One popular strategy is to use semantic search. We break the data into small chunks, represent each chunk with a text embedding, and store the chunks in a vector database. When we prompt our LLM we generate an embedding for the prompt, search the vector DB for the chunks with the most similar embeddings, and append these chunks to the prompt.
Another strategy is to design a search API for the data and apply the End-to-End Agent strategy from the previous section. This approach cedes a bit more control to the LLM, but might surface more relevant data.
Dealing with Mistakes
Systems that consume LLMs often expect the output to be formatted in a certain way, such as JSON. However, LLMs provide no guarantees on the format of the text they output. In most cases adding a line like return your output in the following JSON format: ...
to the prompt and praying is an LLM engineer’s best option. This approach is obviously not foolproof, so any system that consumes LLM output must be prepared for unexpected responses.
LLMs may produce incorrectly formatted outputs in a number of ways. The most common failure is to simply miss the formatting specification: for example, returning a value directly without wrapping it as a JSON.
User: Who is a better rapper, Gandalf or Dumbledore? Return your result in the JSON format {"result": <result>}
Agent: I don't know who is the better rapper
As another example of the same failure case:
User: What is 13+22? Return your result in the JSON format {"result": <result>}
Agent: 35
Another failure is to include the data in the correct format as part of the response, but also return other text (such as an explanation) outside of the correctly formatted data.

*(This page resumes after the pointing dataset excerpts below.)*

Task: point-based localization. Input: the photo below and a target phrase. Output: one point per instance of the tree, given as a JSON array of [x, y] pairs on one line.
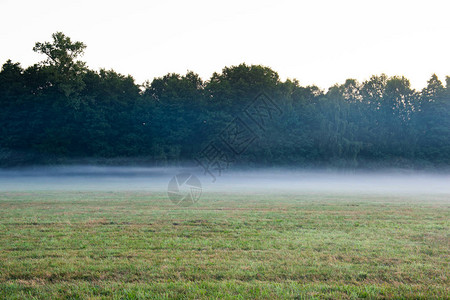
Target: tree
[[65, 71]]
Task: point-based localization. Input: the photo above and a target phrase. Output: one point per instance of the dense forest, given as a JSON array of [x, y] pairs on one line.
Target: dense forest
[[60, 111]]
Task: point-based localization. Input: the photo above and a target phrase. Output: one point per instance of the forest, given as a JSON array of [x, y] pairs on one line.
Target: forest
[[60, 111]]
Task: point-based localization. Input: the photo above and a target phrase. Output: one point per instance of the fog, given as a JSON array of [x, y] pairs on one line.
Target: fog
[[83, 178]]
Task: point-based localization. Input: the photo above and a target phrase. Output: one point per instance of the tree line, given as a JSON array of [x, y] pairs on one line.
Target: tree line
[[59, 110]]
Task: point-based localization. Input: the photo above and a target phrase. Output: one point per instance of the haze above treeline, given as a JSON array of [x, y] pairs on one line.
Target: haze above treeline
[[60, 111]]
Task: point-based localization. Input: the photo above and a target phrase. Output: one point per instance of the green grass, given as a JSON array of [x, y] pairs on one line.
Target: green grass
[[138, 245]]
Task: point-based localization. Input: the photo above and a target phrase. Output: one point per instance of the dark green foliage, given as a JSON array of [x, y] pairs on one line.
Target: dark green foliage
[[59, 109]]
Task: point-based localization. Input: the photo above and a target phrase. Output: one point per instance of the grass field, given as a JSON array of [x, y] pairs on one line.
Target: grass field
[[136, 245]]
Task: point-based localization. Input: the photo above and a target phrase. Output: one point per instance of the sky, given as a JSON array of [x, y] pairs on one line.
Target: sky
[[319, 42]]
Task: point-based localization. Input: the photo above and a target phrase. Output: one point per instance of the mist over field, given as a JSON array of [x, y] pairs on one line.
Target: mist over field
[[253, 181]]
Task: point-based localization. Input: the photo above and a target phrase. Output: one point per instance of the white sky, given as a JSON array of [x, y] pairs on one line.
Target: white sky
[[318, 42]]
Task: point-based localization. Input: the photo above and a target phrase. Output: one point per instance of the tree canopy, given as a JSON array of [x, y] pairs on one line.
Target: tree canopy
[[59, 110]]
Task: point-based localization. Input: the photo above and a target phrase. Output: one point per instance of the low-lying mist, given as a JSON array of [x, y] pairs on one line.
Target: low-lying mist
[[101, 178]]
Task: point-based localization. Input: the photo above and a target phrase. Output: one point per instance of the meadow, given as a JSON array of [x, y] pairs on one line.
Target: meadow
[[139, 245]]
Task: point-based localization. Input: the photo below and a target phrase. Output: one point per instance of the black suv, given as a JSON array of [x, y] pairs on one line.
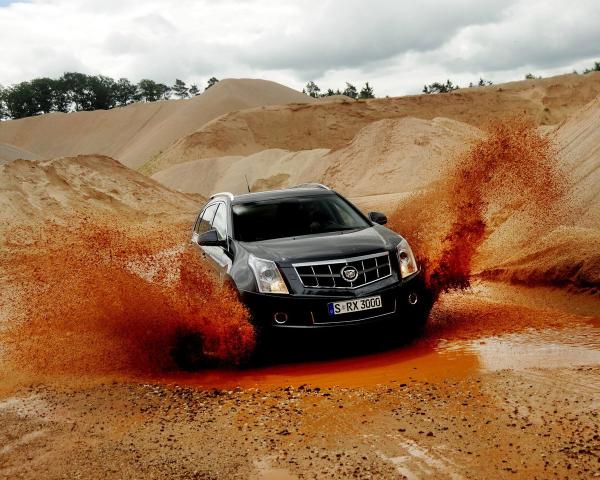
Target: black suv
[[306, 258]]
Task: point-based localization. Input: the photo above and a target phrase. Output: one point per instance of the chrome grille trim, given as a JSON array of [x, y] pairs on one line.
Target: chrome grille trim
[[371, 268]]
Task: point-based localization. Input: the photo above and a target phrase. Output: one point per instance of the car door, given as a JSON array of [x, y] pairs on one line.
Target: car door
[[221, 256], [204, 222]]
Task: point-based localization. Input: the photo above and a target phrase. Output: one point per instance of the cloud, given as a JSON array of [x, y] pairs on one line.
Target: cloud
[[395, 45]]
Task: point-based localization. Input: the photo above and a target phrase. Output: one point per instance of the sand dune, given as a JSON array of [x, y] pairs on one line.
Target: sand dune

User: What is 13+22? Return your result in the JSON format {"result": <result>}
Agent: {"result": 35} 13+22 is 35 because 1+2=3 and 3+2=5
There are three main ways to handle these failures:
- Fail Gracefully: This approach is a good default, especially when there are reasonable things that the system can do even when the LLM response is missing.
- Attempt to Salvage the Result: In this approach, we try to convert the LLM response to the correct format. This can work well in cases where the LLM appends unnecessary data to an otherwise correct response. However, this can be very error prone.
- Pass the Error to the LLM: In this approach, we return the error to the LLM directly and ask it to regenerate its response. This is the most autonomous result, but it can lead to chains where an LLM fails in the same way many times in a row, burning money in the process.
Less powerful LLMs are more likely to produce incorrectly formatted responses, and therefore require more hands-on error handling. Overly large and complex prompts can also confuse even the most powerful LLMs into generating badly formatted responses.
Conclusion
Designing software involves striking a delicate balance between various attributes and considerations. Engineers weigh factors such as simplicity, speed, cost, and effectiveness as they make design choices. Each design represents a different point on the tradeoff spectrum.
These design patterns are just a small glimpse into the strategies that engineers will explore as LLMs permeate throughout the software ecosystem. As new use cases for LLMs arise, engineers will design and develop new patterns to use them.